Adapting to more high-performance use cases

this week i tried to store 5000 email headers in an unhosted web app; about 8Mb of data when JSON-stringified. when you compare it to standard lamp or native C/C++ software development (where anything under 1 million rows is considered a small dataset), the experience was really quite slow and problematic.

we also already found the problem that doing many consecutive commits to IndexedDB is slow (importing an addressbook into remoteStorage takes several minutes), and sometimes IndexedDB just throws an error at times where you don’t want it to.

basically, i think we should move IndexedDB out of the critical path of how an app accesses its data.

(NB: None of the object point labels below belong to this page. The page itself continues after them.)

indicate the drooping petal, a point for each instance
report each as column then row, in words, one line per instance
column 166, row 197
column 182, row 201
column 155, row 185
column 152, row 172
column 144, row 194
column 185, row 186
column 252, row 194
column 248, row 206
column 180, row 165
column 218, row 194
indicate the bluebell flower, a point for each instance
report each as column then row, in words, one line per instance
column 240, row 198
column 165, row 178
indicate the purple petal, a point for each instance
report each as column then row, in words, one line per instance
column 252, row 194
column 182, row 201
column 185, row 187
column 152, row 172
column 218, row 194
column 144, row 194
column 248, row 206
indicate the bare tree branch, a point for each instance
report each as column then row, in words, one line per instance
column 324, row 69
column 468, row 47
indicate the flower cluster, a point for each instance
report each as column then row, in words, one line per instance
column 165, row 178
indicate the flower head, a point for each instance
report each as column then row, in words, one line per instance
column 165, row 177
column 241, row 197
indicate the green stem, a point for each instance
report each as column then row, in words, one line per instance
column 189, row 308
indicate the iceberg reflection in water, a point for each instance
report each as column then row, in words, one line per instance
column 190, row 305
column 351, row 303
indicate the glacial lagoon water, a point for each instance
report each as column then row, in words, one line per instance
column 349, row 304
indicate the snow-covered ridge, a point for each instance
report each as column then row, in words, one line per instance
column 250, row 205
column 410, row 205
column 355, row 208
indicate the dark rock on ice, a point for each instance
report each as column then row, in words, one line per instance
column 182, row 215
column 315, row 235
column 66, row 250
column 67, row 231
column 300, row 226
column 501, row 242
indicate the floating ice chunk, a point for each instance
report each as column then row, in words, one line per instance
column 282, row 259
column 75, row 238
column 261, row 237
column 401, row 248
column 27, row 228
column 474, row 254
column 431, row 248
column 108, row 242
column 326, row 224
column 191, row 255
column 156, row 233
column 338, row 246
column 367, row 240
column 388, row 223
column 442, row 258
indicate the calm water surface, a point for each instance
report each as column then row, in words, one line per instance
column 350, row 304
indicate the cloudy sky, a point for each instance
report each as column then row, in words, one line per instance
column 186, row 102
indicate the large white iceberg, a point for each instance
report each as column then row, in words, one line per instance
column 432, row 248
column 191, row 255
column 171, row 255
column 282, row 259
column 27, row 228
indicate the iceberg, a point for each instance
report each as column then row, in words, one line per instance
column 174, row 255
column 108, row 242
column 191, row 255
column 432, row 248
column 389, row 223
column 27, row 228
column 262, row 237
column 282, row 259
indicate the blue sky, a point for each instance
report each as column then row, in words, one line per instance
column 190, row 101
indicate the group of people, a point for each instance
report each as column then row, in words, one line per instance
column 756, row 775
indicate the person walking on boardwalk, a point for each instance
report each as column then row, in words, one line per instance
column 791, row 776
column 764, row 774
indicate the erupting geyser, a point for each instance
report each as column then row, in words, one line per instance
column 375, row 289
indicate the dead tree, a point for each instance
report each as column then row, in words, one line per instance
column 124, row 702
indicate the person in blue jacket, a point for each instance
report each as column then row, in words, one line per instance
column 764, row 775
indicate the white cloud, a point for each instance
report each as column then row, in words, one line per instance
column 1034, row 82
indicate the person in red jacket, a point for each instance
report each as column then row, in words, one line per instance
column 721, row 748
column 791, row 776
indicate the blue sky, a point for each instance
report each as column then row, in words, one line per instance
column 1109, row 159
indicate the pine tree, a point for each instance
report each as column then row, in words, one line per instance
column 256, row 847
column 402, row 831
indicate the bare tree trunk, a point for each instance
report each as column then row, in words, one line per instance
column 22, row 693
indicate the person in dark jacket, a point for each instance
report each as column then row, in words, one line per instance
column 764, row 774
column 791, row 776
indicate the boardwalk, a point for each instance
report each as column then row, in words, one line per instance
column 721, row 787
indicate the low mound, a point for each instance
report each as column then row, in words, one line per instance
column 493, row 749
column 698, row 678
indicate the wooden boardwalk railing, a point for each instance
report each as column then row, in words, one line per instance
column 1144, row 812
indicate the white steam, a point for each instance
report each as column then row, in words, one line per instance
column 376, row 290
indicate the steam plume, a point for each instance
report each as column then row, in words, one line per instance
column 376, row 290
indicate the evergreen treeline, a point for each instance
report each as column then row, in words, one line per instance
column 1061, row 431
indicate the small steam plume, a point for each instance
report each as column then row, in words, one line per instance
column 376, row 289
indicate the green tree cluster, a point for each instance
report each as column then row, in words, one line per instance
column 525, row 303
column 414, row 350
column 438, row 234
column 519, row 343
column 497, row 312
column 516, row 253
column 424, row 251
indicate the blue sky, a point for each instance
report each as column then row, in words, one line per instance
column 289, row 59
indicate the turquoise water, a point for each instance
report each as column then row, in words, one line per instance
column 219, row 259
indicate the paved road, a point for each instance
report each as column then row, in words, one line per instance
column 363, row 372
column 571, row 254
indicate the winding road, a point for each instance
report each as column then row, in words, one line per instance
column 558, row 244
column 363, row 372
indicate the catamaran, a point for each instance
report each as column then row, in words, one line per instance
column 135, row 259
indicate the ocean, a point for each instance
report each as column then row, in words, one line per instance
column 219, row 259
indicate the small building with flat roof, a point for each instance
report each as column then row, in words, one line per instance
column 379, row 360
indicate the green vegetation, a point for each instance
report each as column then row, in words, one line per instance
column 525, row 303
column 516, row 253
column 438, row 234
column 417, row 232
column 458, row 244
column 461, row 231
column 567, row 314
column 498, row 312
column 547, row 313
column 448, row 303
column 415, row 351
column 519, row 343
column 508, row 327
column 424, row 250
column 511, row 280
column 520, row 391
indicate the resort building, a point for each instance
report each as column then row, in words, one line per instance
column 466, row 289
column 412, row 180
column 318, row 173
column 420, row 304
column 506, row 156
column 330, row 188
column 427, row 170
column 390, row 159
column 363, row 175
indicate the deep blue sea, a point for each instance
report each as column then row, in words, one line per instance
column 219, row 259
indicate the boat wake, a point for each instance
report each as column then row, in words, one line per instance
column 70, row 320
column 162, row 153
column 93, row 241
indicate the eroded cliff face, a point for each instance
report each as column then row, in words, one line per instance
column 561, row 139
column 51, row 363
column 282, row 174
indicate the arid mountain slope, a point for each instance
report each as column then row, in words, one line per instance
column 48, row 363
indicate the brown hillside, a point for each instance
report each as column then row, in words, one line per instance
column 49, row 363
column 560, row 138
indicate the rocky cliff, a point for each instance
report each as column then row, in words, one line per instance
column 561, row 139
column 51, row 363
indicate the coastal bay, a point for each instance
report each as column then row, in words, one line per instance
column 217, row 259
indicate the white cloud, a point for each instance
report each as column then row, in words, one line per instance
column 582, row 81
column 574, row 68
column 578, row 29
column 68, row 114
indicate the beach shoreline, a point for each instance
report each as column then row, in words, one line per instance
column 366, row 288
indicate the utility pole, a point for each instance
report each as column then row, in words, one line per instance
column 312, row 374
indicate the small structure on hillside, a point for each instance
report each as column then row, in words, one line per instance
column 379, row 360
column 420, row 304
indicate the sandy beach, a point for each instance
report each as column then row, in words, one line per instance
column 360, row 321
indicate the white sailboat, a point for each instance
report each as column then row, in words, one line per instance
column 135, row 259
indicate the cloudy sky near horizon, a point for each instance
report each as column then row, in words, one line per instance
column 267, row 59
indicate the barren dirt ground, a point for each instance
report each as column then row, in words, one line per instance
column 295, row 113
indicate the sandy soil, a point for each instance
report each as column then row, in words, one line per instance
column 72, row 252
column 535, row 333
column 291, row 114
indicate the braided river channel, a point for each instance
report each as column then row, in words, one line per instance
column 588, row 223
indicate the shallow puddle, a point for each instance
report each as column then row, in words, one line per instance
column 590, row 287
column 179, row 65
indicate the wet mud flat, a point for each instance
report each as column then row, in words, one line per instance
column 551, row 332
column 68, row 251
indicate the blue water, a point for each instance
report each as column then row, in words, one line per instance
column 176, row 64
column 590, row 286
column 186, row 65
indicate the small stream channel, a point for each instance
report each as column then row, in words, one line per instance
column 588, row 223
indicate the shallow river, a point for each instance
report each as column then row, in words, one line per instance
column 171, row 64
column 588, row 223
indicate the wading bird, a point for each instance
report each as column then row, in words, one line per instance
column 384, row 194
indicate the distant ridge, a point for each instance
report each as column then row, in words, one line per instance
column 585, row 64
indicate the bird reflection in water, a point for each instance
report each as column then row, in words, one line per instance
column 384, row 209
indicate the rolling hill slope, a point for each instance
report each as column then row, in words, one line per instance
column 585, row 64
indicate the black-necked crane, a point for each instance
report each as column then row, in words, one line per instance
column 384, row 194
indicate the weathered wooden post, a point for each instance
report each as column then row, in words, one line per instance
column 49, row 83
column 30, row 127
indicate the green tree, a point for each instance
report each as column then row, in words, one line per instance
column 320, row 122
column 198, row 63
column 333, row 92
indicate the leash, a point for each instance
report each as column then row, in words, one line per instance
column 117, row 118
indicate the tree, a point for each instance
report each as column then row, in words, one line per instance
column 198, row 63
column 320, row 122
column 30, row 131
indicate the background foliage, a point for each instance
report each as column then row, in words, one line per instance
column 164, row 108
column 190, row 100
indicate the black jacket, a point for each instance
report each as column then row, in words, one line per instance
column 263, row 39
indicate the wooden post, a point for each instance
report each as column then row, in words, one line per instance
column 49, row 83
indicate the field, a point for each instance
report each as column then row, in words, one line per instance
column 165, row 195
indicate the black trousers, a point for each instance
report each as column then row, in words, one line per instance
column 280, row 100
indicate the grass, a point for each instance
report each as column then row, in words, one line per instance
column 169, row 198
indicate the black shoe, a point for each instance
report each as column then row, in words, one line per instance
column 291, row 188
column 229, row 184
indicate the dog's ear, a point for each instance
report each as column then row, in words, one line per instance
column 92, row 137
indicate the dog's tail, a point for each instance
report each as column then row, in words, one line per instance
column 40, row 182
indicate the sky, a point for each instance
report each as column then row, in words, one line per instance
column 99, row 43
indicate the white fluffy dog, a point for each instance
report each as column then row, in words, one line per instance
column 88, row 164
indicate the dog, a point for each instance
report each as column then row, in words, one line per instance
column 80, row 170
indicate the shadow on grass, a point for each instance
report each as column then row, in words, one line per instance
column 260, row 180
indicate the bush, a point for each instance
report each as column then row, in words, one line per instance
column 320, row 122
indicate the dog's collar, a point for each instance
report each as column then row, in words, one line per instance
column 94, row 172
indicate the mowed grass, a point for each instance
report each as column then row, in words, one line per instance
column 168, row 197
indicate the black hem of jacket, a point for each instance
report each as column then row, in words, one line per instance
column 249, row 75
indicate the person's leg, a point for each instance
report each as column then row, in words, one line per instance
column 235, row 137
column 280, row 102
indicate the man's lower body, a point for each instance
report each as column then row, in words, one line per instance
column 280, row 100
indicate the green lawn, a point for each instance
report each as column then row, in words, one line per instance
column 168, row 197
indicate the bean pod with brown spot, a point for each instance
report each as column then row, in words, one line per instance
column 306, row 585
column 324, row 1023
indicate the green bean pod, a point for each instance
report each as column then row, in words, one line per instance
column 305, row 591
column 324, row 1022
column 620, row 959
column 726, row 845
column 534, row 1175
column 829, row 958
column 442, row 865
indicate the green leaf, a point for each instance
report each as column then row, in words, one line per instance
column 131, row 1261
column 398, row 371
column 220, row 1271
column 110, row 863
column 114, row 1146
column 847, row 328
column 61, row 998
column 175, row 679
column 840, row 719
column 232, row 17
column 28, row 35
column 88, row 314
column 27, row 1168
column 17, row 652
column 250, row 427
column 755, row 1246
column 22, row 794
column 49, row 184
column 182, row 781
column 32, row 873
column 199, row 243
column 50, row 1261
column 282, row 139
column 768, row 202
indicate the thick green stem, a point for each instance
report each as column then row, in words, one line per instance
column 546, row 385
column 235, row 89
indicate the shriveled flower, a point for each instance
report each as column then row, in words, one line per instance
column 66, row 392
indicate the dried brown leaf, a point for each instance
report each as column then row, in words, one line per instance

i think the way forward is to start using an approach more like memory paging. this would require a change in the baseclient API:

  • keep subtrees of the data tree in memory, and allow synchronous access to that.
  • provide a function to load and unload certain subtrees from IndexedDB to keep mem usage down
  • the official local copy of the data is in memory, and from there we push a changes feed both to IndexedDB and to remote (if connected).
  • for efficiency, data in IndexedDB can be stored in bigger composite objects, representing whole subtrees. we can also store incrementals, and replay them on top of the latest snapshot when recovering from a browser crash or page refresh. these incrementals can then be applied to the snapshot when the subtree is unloaded from memory.

there are also several data structures that are useful;

one important one is an append-only history, where older parts are archived and only the newest part is kept loaded into memory.

another is the PrefixTree which i use in https://github.com/michielbdejong/meute/blob/master/remotestorage-modules/module-utils.js#L1-L134 and which automatically creates more subdirs for longer prefixes when you keep adding items to it.

and sometimes it’s useful to keep multiple indexes into the same data; for instance, i may want to have a pointer to the last messages from a specific contact, for each contact, and a list of contacts who match a certain text-search string

actually maybe we want to keep all of this in the modules, as it is now. the baseClient can expose the promises interface with slow access to IndexedDB and all the errors it throws. then the module can provide a fast synchronous interface to in-memory data, and optimize what it stores, and how it loads and unloads data in memory.

IndexedDB is actually made for this, so maybe we should investigate why it’s slow with the current code first?

yeah, i asked Dale Harvey from PouchDB about it and found out some more from links he pointed me to, basically, the big penalty is committing writes. everything else is fast. i think i also have an idea why the AbortErrors were happening. i’ll revisit caching layer performance once i get sync-per-node working.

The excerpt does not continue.